Oakland Mayor Barbara Lee discussed her path into public service and the challenges facing her city at former Sen. Barbara Boxer’s annual campus lecture series.
Seated across from her longtime colleague, Lee reflected on more than three decades of political life, including her time working for former Rep. Ronald Dellums and her time in the House of Representatives.
When Lee was a high school senior in San Fernando, her school required students to meet strict criteria to become cheerleaders — criteria that excluded students of color. Lee went to the NAACP and organized to change these rules.
“That’s the context of what my whole life has been about,” Lee said.
Lee is the latest guest in the Barbara Boxer lecture series, which was launched in 2017 to bring women leaders to campus. The series is co-sponsored by Bancroft Library and the Institute of Governmental Studies.
Lee said she never expected to enter politics. During her time as Black Student Union president at Mills College, she said she viewed party politics as “bourgeois” and had never even registered to vote. That changed after she invited Shirley Chisholm, the first Black woman elected to Congress, to speak at Mills. Chisholm told Lee she had too much to offer to remain on the sidelines.
Lee then helped organize Chisholm’s Northern California primary campaign out of her Mills classroom.
“I’m still a revolutionary,” Lee said. “You don’t have to give up your values.”
Boxer, who described Lee’s breadth of experience as “rare,” asked whether serving as Oakland’s mayor was the hardest job Lee has ever had.
Lee said yes.
“It’s forcing me to want to do more,” Lee said. “I have to go into spaces where no one has the same perspective as me. I’m a woman, yes, but I’m a Black woman.”

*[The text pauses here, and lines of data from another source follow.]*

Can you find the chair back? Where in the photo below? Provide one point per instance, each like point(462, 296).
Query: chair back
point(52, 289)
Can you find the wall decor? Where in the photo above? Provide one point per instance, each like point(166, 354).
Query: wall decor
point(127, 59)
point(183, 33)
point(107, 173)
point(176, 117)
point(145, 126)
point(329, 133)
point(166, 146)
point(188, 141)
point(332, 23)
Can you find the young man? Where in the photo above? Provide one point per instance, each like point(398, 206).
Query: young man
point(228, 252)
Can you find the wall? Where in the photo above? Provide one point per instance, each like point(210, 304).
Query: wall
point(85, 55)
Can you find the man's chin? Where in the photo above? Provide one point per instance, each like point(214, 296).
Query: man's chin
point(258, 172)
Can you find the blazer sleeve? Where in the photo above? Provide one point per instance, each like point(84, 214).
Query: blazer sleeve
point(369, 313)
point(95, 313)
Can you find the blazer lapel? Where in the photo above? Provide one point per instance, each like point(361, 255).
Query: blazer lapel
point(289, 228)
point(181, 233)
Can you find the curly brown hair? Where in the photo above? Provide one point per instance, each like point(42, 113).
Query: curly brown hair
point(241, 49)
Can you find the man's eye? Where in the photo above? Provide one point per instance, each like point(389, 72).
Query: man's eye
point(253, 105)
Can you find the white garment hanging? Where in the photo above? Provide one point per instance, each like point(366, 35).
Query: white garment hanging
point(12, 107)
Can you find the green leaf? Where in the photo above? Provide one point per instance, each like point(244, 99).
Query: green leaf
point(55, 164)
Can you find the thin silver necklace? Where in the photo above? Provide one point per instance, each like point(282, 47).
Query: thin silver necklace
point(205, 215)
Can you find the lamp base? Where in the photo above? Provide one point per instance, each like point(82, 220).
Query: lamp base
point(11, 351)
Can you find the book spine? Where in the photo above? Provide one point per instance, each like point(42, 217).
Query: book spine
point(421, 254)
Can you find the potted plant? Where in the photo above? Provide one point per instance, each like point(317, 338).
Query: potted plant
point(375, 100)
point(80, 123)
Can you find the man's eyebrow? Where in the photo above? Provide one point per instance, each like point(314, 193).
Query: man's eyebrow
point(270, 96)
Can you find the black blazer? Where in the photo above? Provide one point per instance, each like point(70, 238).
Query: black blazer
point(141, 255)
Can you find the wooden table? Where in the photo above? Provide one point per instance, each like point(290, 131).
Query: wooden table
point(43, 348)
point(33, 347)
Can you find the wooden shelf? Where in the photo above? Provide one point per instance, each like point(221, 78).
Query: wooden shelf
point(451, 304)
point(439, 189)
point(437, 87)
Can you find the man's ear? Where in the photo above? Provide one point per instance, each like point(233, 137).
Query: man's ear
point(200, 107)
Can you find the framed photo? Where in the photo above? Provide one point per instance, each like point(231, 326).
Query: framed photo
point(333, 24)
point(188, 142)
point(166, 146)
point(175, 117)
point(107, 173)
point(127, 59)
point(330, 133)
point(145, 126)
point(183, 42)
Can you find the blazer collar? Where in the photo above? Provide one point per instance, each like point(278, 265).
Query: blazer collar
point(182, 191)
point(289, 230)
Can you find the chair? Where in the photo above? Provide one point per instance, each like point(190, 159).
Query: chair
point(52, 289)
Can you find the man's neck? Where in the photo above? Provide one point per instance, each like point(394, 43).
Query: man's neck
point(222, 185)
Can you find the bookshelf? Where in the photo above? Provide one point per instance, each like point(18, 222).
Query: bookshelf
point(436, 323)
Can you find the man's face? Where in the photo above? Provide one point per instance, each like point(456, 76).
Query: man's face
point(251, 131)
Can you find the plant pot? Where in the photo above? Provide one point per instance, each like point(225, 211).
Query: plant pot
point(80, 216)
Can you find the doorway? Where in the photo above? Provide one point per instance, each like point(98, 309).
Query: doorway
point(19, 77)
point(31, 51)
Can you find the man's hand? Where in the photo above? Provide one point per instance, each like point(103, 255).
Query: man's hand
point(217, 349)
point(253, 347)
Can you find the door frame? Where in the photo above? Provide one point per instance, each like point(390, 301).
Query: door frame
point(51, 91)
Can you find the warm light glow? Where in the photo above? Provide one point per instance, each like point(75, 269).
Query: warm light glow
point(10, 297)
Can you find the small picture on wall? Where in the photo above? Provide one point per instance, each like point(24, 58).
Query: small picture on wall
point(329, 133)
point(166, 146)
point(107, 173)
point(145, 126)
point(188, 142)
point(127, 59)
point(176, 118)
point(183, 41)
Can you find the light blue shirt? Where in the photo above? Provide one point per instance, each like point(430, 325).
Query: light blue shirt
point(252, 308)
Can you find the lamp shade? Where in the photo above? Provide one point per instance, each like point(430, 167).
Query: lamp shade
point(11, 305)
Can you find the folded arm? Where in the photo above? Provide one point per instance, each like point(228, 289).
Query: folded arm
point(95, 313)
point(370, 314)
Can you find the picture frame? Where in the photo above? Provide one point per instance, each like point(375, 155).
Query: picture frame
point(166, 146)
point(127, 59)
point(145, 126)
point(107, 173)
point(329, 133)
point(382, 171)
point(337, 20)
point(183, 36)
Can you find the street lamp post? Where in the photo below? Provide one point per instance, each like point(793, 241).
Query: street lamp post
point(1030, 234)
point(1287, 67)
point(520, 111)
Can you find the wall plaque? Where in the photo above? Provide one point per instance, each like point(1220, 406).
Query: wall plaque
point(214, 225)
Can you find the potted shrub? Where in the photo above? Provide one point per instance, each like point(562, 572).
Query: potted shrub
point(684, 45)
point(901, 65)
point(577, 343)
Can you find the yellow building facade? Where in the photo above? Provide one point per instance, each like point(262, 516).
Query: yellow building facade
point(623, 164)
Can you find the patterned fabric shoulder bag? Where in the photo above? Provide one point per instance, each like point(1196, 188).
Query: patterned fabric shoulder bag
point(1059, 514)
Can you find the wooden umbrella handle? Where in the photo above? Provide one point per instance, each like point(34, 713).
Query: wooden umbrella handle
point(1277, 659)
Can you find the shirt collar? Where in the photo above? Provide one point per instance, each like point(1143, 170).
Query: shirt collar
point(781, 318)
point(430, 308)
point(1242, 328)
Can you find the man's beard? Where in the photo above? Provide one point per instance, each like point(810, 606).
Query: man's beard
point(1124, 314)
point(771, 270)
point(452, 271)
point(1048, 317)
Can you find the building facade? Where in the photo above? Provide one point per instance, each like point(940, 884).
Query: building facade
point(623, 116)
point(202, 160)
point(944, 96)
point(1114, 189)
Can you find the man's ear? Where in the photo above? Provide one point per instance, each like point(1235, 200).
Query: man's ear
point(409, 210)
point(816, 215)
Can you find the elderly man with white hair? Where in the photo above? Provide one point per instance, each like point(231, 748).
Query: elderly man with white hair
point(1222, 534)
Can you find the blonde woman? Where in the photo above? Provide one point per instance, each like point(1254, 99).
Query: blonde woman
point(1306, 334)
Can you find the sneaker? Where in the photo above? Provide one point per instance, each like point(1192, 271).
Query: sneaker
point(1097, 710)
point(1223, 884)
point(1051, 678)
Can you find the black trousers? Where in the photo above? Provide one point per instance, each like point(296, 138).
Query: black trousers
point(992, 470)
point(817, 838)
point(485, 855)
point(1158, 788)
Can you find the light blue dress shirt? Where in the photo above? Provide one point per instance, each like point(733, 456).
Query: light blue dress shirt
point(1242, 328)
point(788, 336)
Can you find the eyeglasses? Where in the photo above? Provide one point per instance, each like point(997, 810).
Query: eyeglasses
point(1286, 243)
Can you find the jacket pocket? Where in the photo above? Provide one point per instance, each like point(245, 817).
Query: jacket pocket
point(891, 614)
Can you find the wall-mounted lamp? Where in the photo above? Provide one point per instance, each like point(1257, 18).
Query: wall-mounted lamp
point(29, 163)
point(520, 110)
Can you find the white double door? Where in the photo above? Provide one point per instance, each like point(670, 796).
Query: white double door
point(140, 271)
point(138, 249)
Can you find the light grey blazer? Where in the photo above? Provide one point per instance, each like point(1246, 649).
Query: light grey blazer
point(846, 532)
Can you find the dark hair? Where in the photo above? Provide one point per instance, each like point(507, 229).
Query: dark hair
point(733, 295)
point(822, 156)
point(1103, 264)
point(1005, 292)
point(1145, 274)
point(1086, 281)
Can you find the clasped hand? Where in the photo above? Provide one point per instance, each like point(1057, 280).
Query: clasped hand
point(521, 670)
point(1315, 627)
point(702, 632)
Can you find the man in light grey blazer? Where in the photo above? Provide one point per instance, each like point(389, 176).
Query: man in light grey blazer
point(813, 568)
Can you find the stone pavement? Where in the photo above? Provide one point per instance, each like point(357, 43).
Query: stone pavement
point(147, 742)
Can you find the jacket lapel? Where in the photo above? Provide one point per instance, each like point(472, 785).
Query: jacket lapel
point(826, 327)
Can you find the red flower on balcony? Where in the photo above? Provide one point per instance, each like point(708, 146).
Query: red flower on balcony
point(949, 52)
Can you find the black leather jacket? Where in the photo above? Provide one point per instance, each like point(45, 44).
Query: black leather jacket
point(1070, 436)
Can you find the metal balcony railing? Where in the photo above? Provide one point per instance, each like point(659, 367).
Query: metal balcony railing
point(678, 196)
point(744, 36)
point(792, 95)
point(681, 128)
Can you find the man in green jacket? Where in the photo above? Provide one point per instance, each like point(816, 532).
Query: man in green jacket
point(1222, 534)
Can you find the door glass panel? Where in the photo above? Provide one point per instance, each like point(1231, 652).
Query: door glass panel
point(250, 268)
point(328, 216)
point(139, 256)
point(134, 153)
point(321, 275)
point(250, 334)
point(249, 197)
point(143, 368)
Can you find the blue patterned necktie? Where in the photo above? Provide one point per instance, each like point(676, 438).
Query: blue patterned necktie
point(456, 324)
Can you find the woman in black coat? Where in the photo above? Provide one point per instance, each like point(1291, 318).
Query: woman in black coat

Lee outlined issues at the top of her priority list for Oakland: threats to public safety, illegal dumping, the housing crisis, unsheltered populations and governmental transparency.
Regarding unhoused individuals, she cited data that 58% of Alameda County’s unsheltered population is in Oakland. She attributed that disparity to structural racism, gentrification and redlining.
The conversation then turned to the current federal administration. Lee, who holds a master’s in social welfare from UC Berkeley, said she recognized signs of narcissism in the president’s behavior. She called President Donald Trump’s cabinet “spineless” for not invoking the 25th Amendment to remove the president and warned that the regional conflict in the Middle East “could turn into World War III.”
Boxer urged the audience to engage in midterm elections as the most immediate check on federal power.
“This administration’s trying to cancel out people of color, cancel out the poor, cancel out women,” Lee said. “We are somebody.”